Die Umwandlung zum transnational agierenden Großkonzern wird durch die Führungskräfte der Konzernmutter und denen in den Tochterunternehmen weiter vorangetrieben. Bei GM spricht man in diesem Zusammenhang von globalen Plattform-Architekturen. Einerseits erlauben diese, weltweit Produkte zu differenzieren. Dadurch, dass z.T. identische Bauteile eingesetzt werden können, bieten sie andererseits auch die Möglichkeit, kostengünstige Produkte weltweit anzubieten. Seit 2006 haben alle GM-Tochtergesellschaften ihre Lizenzen für Technologien (angefangen bei Motoren und Getrieben bis hin zum Design der Autos und Fertigungsverfahren) an eine weitere Tochtergesellschaft (Global Technologie Organisation [GTO]) verkauft. Durch diese Maßnahme stellt GM Strukturen zur Verfügung, die es ermöglichen, Wettbewerbsvorteile zu sichern und auszubauen und Synergieeffekte in allen Tochterunternehmen zu nutzen. Außerdem fand im Rahmen der letzten Restrukturierung in Europa eine funktionale Neustrukturierung des Konzerns statt. Durch die getroffenen Maßnahmen hat GM die ersten Schritte in Richtung transnationaler Unternehmung getätigt. Weitere werden in naher Zukunft folgen.

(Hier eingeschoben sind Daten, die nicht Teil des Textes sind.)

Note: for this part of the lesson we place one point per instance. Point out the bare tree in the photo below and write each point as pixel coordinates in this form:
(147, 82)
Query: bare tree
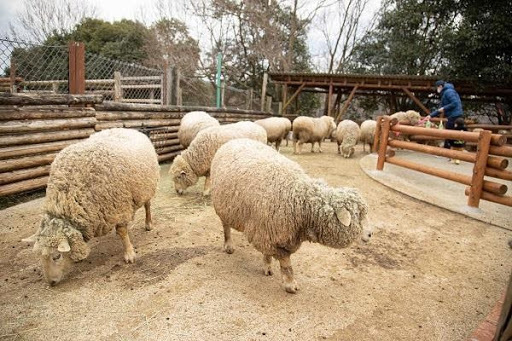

Die Veränderung der Konzernstrukturen hat unter anderem zur Folge, dass jeden Tag mehrere hundert Mitarbeiter im Ausland tätig sind, um Vereinbarungen zu treffen, neue Technologien kennen zu lernen oder um verschiedene Projekte umzusetzen. Da all diese Einzelaktivitäten von Menschen koordiniert, kontrolliert und strukturiert werden müssen, damit gemeinsame Leistungen erbracht werden können, ist Führen ein universelles Phänomen. (vgl. Thomas, Stumpf 2003, Führungsverhalten, S.70) In der wissenschaftlichen Literatur gibt es viele unterschiedliche Definitionen. Für die vorliegende Arbeit soll zum einen die Definition von Rosenstil gelten. Er fasst Führung aus organisationspsychologischer Sicht auf, als unmittelbare, absichtliche und zielbezogene Einflussnahme durch Vorgesetzte auf Unterstellte mittels Kommunikation. Zum anderen soll aber auch berücksichtigt werden, dass man dieser eher eng abgegrenzten Auffassung einen breiter angelegten Führungsbegriff gegenüberstellen kann, der das Rollenspektrum beschreibt, das mit einer Führungsposition in einem sozialen Gefüge verbunden ist. (s. Abb. 2) (vgl. Thomas, Stumpf 2003, Führungsverhalten, S.71)
Abb. 2 Unterschiedliche Rollenerwartungen an den Inhaber einer Führungsposition nach Mintzberg
Quelle: Thomas, Stumpf 2003, Führungsverhalten, S.72
In dieser Arbeit wird der Begriff des Managers dem der Führungskraft gleichgesetzt. Auch wird der Begriff „Unternehmensführung“, die sich der zielorientierten Gestaltung von Aspekten des Führungsprozesses, der Führungstechniken und Führungs-instrumente verschrieben hat, verwendet. (vgl. Bea et al. 1997, Führung, S.2)
Innerhalb einer Unternehmung können verschiedene kulturelle Orientierungssysteme aufeinander prallen. Da jedes auf seine eigene Art und Weise versucht die Umwelt zu bewältigen, kann es zu Konflikten kommen. Konflikte ergeben sich immer dann, wenn zwei gegensätzliche Bedürfnisse gleichzeitig existieren und eines nicht befriedigt werden kann. Konflikte sind dadurch dauerhafter Bestandteil des Alltags von Individuen und Unternehmen. (vgl. Gilbert...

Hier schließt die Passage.